MicroPort reveals results of trial comparing DES to Abbott’s Xience devices
MicroPort Scientific reported today that its Firehawk sirolimus-eluting stent met the 12-month primary endpoint of the company’s Target All-Comers trial, proving non-inferior to Abbott’s Xience drug-eluting stent.
The Target AC trial enrolled 1,654 patients at clinical sites around Europe. The study’s primary endpoint was the target lesion failure rate at 12 months. Patients participating in the trial will be followed for five years following implantation, according to MicroPort.
“Data from the Target AC trial, which included the most complex patient real-world population in Europe, demonstrated exceptional performance and safety of the Firehawk stent,” principal investigator Dr. William Wijns said in prepared remarks. “With this European clinical data set, Firehawk has the potential to positively impact patient care by further reducing the risk of late adverse events and the need for device-mandated prolonged dual antiplatelet therapy, which is often associated with a higher risk of bleeding as well as increased patient treatment cost.”
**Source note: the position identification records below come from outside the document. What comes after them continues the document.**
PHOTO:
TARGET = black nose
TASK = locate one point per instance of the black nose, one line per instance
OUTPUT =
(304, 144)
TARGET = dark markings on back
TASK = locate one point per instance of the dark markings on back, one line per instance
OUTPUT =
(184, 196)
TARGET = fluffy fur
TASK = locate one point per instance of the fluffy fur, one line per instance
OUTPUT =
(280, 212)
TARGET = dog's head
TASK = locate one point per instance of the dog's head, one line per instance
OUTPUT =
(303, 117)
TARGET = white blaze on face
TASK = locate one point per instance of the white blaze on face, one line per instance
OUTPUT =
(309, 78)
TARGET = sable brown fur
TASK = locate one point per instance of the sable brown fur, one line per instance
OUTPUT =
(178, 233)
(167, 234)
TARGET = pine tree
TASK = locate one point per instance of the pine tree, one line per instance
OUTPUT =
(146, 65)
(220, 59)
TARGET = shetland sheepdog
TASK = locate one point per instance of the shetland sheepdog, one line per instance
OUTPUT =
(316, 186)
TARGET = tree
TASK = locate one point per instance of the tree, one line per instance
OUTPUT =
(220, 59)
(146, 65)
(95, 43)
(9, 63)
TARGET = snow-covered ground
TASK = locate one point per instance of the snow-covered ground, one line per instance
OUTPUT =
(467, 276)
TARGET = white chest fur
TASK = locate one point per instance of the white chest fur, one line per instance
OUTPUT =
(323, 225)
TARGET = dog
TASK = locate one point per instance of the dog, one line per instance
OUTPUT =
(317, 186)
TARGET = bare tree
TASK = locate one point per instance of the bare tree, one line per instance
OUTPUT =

The 12-month target lesion failure rate for patients treated with the Firehawk stent was 6.1% compared to a 5.9% rate for the Xience group. MicroPort also noted that the ischemia-driven target lesion revascularization rate was lower in the Firehawk group (1.2%) compared to the Xience group (2.4%).
“The remarkably low rates of target lesion revascularization at one year confirm the favorable outcomes associated with the innovative Firehawk stent design,” Ming Zheng, VP of clinical science & medical affairs, added.